I have a dataframe in which I have many observations of different taxa. I need to add a column in this dataframe in which I'll find an ID composed by numbers from 1 to [n(taxa)] : to illustrate, here's an example of my dataframe :
taxa; station_nom; x; y; density_m²;
Anax; station_1; x1; y1; 26;
Anax; station_2; x2; y2; 38;
Anopheles; station_1; x1; y1; 3;
Anopheles; station_2; x2; y2; 12;
Atrichopogon; station_3; x3; y3; 89;
[...]
And I would like to add a new column named "CODE" which should refers a fictional ID number for each taxon from 1 to the number of taxa :
taxa; station_nom; x; y; density_m²; CODE;
Anax; station_1; x1; y1; 26; 1;
Anax; station_2; x2; y2; 38; 1;
Anopheles; station_1; x1; y1; 3; 2;
Anopheles; station_2; x2; y2; 12; 2;
Atrichopogon; station_3; x3; y3; 89; 3;
I need that all the "Anax" taxa have the same CODE (here 1), and all the "Anopheles" taxa have the [Anax CODE] 1, etc...
I tried different things but the most accurate is probably the fonction "Mutate" from tidyverse.
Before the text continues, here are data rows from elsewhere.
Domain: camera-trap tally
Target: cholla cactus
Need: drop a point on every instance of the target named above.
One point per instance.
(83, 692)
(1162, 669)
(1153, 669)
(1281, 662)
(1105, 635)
Here's one of the things i tried, which works fine in other dataframes (in which i have 1 observation per taxa). In my actual case, I have several observations for the same taxon.
Obs_emb<- BDD %>%
group_by(embranchement_phylum_2, station_nom, x, y) %>%
summarise(densite_m2 = round(mean(densite_par_m2)))
Obs_emb<- dplyr::mutate(Obs_emb, CODE = row_number())
This code add a new column named "CODE" but there's no incrementation.
I think it could be interesting to try some loops based on the difference between the names of all taxa... but my knowledge stops here.
Can anyone help me ?
CodePudding user response:
Or this with dplyr >= 1.0.0
df <- tibble(val = c(1,2,3,4),
group = c("a", "a", "b", "b")
)
gf <- group_by(df, group)
mutate(gf, ID = cur_group_id())
#> # A tibble: 4 x 3
#> # Groups: group [2]
#> val group ID
#> <dbl> <chr> <int>
#> 1 1 a 1
#> 2 2 a 1
#> 3 3 b 2
#> 4 4 b 2
CodePudding user response:
Try this ...
library(tidyverse)
tibble(taxa = c("a", "a", "b", "c"), value = 1:4) |>
nest(data = -taxa) |>
mutate(code = row_number()) |>
unnest(cols = c(data))
#> # A tibble: 4 × 3
#> taxa value code
#> <chr> <int> <int>
#> 1 a 1 1
#> 2 a 2 1
#> 3 b 3 2
#> 4 c 4 3
Created on 2022-04-27 by the reprex package (v2.0.1)
library(tidyverse)
coded <- tibble(taxa = c(rep("a", 100), rep("b", 10), rep("c", 10)), value = 1:120) |>
nest(data = -taxa) |>
mutate(code = row_number()) |>
unnest(cols = c(data))
coded |> count(code)
#> # A tibble: 3 × 2
#> code n
#> <int> <int>
#> 1 1 100
#> 2 2 10
#> 3 3 10
Created on 2022-04-27 by the reprex package (v2.0.1)
CodePudding user response:
# Packages
library("tibble")
library("dplyr")
# Data
aa <- tibble(val = c(1,2,3,4), group = c("a", "a", "b", "b"))
# Use either Base R Pipe or Magrittr
aa |> mutate(x = match(group, unique(group)))
# A tibble: 4 x 3
# val group x
# <dbl> <chr> <int>
#1 1 a 1
#2 2 a 1
#3 3 b 2
#4 4 b 2